You and your window loved the same things -- the electric blue sky on many summer noons of your childhood, and the thick white clouds swirling lazily around it, like a living canopy holding an entire civilization of winged beings across the heavens. You used to tell each other stories what it would be like to live there, if it were any different from the world you're living in, or if it were the same.
You both loved how the same sky glimmered with stars at night, and how the Moon would rule over all, like a wise and ancient Matriarch watching its children in sacred slumber.

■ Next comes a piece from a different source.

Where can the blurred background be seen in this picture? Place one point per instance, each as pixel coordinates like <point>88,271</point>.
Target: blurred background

You would both say good night at a different star each evening, and read to it a different book before you let it lull you to a dreamless sleep.
And there were the cats that lived in the broken, beaten-up black tire on the roof just outside your window. Getting home from school, you'd sit on the ledge and start talking with them (how familiar and comforting their smell would be to you), mewling and purring for minutes on end, telling them how your day went; how that one boy at school sat beside you in the library and asked about that book you were reading. The cats would sit in rapt attention, their faces in deep awe as if the secrets of the cosmos were about to be unlocked before their wide, mismatched, green/blue eyes. You wondered what the world would be like through a cat's eyes.

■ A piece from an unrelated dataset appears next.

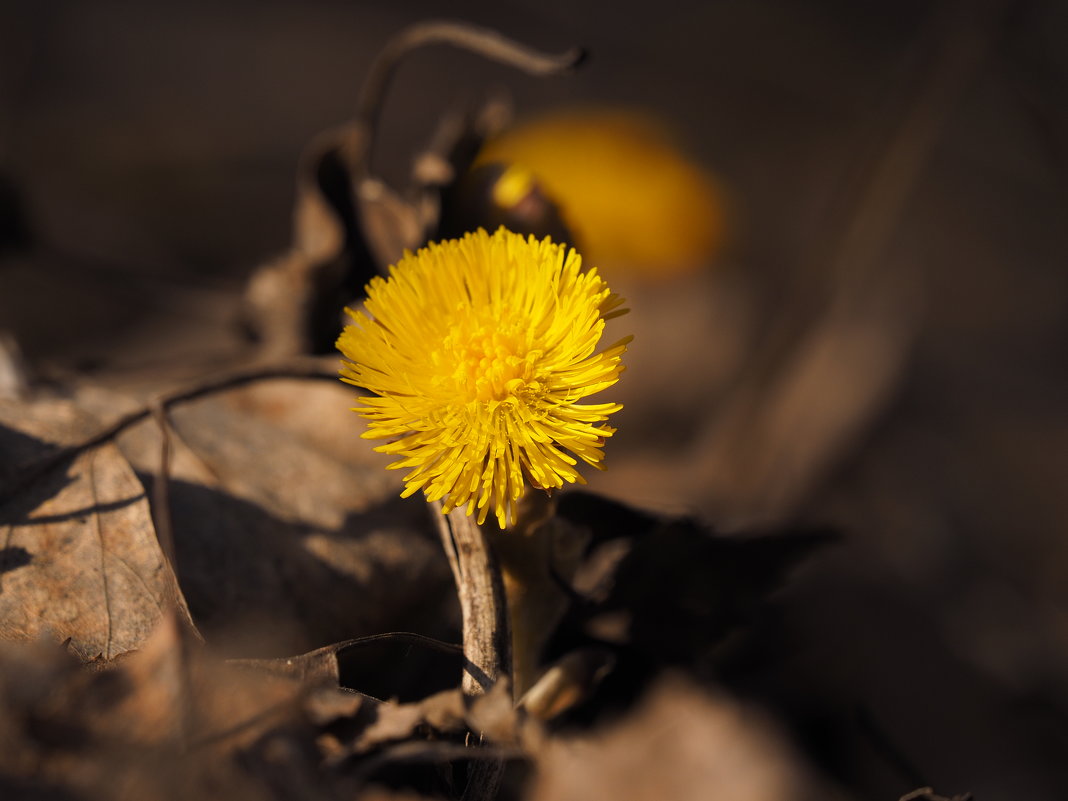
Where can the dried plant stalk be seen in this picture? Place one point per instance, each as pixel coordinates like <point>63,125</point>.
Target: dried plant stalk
<point>487,642</point>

When it was raining, your windows would be watching you sketch. An elf, an angel, a fairy... but never finishing any of them. Always you would start out on the eyes, working your way through the face, then the hair (always long, always windswept), then the ears, down the neck, and then halfway through the body. By then it would be decided that you have fleshed out enough of this being's entire existence, and their half-life would be left undone on your sketchbook, their greyscale souls never fully realizing what it would be like to be alive.
Your window would be saddened at their tragic fate, and you would discover its ledges moistened with cold, cold tears.
It was just the rainfall, you would think halfheartedly, and make a move to finally close it. Your wrists would strain on the friction of old wood dragging on old wood, but it was getting late, and the last thing you needed was to be awake, letting Mother Moon see how you made your window cry.
But now -- now, things were different. Waking up this morning, opening the window, I find that the old house was gone. The black tire with the cats was gone. The sky was no longer visible, and the winged people have flown to a different universe to haunt another alien boy's waking dreams. The ancient magic has left, and it took the love of my window for me along with it. There was nothing but a lifeless old wood, opening and closing to a grey wall with nothing beyond it.
It was infinitely silent, and there was no soul beating inside it, but I love it none the less. I rub the thick cake of sleep that managed to cling to my eyes during the evening, and stretch my senses awake. I sit on the ledge of my open window, and inhale the grey things of a new morning.
I will wait, I find myself thinking. My window has taught me something valuable, and that is there is always something to love. Even in this desolate grey, there is always something to love.